2-1. The research and development flavor of the study was reflected in fluctuations In scanning productivity. Between April 5 and May 24, 1991–an eight week period–the average weekly scan rate was 6,795 pages, which represents 22.65 books/week. This highly productive period was followed by a week in which only 7.5 books were scanned. System upgrades occurred at regular intervals throughout the year and a reduction in scanning production invariably accompanied software installation. Installation itself usually took a day for testing and debugging. Technicians had to prepare for the installation by clearing the hard disk of work in progress. They then had to learn the new system. Difficulties associated with installing new software on a networked system also were common. For instance, during the week that the Pl software was installed, 3,883 images were scanned; the week the P2.0 software was installed only 3,245 images were scanned; and the week the P2.1 software was installed only 2,778 images were scanned.
3-1. For instance, subsequent iterations of system software will increase the speed of scanning. Xerox has developed a fast scan capability which delays the document structure building until after the actual scanning has been completed.

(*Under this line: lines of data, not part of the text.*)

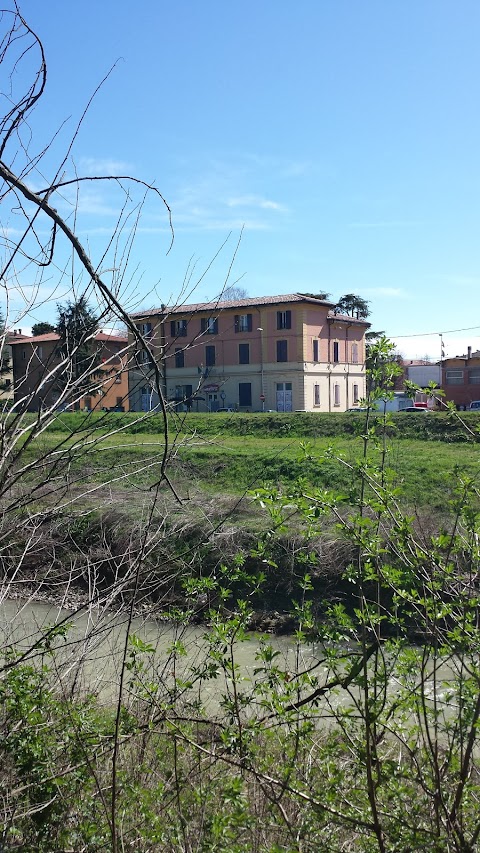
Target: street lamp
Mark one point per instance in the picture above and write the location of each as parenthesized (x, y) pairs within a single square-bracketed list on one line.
[(262, 393)]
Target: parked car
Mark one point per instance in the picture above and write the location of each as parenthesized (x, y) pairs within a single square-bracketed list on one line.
[(414, 409)]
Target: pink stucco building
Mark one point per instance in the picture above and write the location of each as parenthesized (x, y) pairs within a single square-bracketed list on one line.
[(284, 353)]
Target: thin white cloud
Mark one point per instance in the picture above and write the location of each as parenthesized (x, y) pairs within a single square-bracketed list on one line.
[(387, 223), (393, 292), (103, 166), (255, 201)]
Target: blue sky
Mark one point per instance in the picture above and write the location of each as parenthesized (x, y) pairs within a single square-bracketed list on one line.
[(343, 136)]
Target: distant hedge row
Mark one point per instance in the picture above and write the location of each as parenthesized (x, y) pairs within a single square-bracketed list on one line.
[(431, 426)]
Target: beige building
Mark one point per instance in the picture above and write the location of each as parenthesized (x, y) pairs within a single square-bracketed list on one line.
[(6, 362), (282, 353), (41, 379)]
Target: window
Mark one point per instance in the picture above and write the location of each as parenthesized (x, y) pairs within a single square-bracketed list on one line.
[(454, 377), (210, 356), (183, 393), (282, 351), (178, 328), (209, 325), (244, 353), (143, 357), (244, 393), (243, 322), (284, 319)]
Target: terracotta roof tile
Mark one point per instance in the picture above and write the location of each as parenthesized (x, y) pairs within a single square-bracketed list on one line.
[(247, 302)]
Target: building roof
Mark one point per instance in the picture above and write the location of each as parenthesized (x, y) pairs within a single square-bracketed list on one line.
[(247, 302), (104, 337)]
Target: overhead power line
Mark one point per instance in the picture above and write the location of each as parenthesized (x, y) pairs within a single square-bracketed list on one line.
[(447, 332)]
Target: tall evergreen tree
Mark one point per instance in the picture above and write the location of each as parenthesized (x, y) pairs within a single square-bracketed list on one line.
[(42, 328), (353, 305), (77, 324)]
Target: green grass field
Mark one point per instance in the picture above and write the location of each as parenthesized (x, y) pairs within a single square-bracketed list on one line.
[(423, 471)]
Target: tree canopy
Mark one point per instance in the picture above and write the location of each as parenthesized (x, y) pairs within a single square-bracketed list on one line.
[(42, 328), (353, 305)]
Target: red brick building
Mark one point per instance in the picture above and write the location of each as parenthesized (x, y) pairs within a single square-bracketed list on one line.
[(461, 378)]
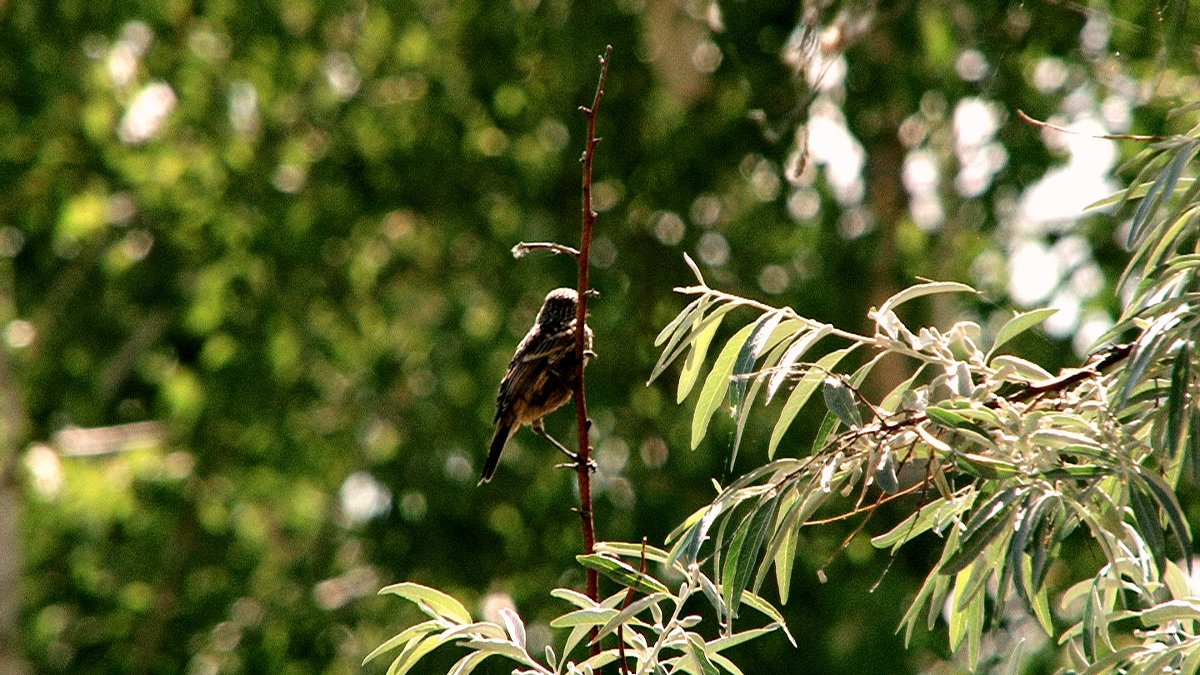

This upgrade has been tested on a scanning workstation located in Cornell’s book store and its use at 300 dpi scanning led to a doubling of the production rate. Cornell did experiment with using a feed mechanism. It was determined that pages that were only marginally brittle (i.e., it took five double corner folds before the paper broke) could survive most paper jams. Libraries may be willing to risk a paper jam to achieve faster production rates for material held by a number of libraries. Before feed mechanisms can be used with this system, however, registration and deskewing must become software functions.